Но это даже второстепенная история. Во-первых, нашей программе мало быть просто написанной — ее надо донести до конвейера, где это все запускается. Мы все взрослые люди, не нацболы 1995 года, нам уже по 40–50 лет. Мы должны не просто придумать определенные механизмы, но и стремительно их реализовать, пусть и вступая в неожиданные союзы. Хотя этот союз не неожиданный.
Это глубоко рациональный выбор, мы посмотрели на политическое поле. Можно, конечно, было продолжать переговоры, чтобы стать пятой ногой в КПРФ, с которой договориться ни о чем невозможно. Там внутри три-четыре клана, из которых Геннадий Андреевич [Зюганов] полтора-два контролирует. Все остальное в компартии внутри себя в жесточайшем противодействии, тем более коммунисты не настроены воспринимать и реализовывать нашу программу. Здесь [в «Справедливой России»] мы нашли полное взаимопонимание по всем ключевым вопросам, ну, может, по девяти из десяти.
— А не обидно терять свою партию на фоне разговоров о том, что новая объединенная структура — кремлевский проект?

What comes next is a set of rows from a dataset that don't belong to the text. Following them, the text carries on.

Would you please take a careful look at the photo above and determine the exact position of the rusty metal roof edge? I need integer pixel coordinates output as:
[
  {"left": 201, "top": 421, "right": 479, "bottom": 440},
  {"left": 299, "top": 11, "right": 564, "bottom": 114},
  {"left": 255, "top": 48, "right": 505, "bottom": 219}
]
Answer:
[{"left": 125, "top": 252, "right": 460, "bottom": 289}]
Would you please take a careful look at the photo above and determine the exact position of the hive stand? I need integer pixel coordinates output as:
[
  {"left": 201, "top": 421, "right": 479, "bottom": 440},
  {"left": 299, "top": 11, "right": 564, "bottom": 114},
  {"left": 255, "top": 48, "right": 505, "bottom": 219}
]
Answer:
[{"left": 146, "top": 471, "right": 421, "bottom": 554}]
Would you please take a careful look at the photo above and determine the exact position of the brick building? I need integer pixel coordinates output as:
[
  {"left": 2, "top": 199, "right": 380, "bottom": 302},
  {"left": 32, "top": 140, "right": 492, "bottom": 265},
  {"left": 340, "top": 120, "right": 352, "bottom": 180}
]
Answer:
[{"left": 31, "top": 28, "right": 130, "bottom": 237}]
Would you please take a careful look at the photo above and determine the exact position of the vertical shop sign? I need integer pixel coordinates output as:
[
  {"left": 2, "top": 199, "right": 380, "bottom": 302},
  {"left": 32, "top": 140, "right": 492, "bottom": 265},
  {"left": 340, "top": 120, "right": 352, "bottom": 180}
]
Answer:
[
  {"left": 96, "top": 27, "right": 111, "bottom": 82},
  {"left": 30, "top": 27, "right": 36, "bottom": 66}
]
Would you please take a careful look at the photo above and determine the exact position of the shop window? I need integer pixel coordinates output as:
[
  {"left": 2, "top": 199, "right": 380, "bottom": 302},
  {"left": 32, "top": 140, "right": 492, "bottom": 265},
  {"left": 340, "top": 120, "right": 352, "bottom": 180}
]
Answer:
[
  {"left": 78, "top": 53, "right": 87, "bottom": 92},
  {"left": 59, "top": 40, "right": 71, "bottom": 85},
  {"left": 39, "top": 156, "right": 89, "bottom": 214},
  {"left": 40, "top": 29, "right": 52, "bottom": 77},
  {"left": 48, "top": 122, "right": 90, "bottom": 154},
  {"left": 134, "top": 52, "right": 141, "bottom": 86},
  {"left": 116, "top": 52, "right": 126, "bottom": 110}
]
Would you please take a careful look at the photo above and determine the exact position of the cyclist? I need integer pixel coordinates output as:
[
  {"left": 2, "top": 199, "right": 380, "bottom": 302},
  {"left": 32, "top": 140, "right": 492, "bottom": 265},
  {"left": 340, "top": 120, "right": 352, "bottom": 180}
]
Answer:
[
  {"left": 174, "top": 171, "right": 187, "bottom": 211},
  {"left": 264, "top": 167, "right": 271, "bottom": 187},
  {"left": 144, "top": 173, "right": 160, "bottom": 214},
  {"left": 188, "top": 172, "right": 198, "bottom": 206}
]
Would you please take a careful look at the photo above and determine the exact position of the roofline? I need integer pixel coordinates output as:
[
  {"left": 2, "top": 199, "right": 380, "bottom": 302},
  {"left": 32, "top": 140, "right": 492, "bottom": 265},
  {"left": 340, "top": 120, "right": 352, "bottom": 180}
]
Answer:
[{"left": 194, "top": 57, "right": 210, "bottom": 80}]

— Совершенно не обидно, у нас есть набор политических представлений, которые мы обязаны реализовать, воплотить в жизнь. Мы не обязаны хорошо выглядеть, не обязаны носить личину независимого политического действования и бытования. Это не самоцель, я 20 лет провел в НБП, я все понимаю про это. Как замечательно и приятно быть глубоко независимым политиком, вокруг разнообразных компрадоров и, глядя на их компрадорские связи, нести гордое имя! Но это только со стороны так выглядит.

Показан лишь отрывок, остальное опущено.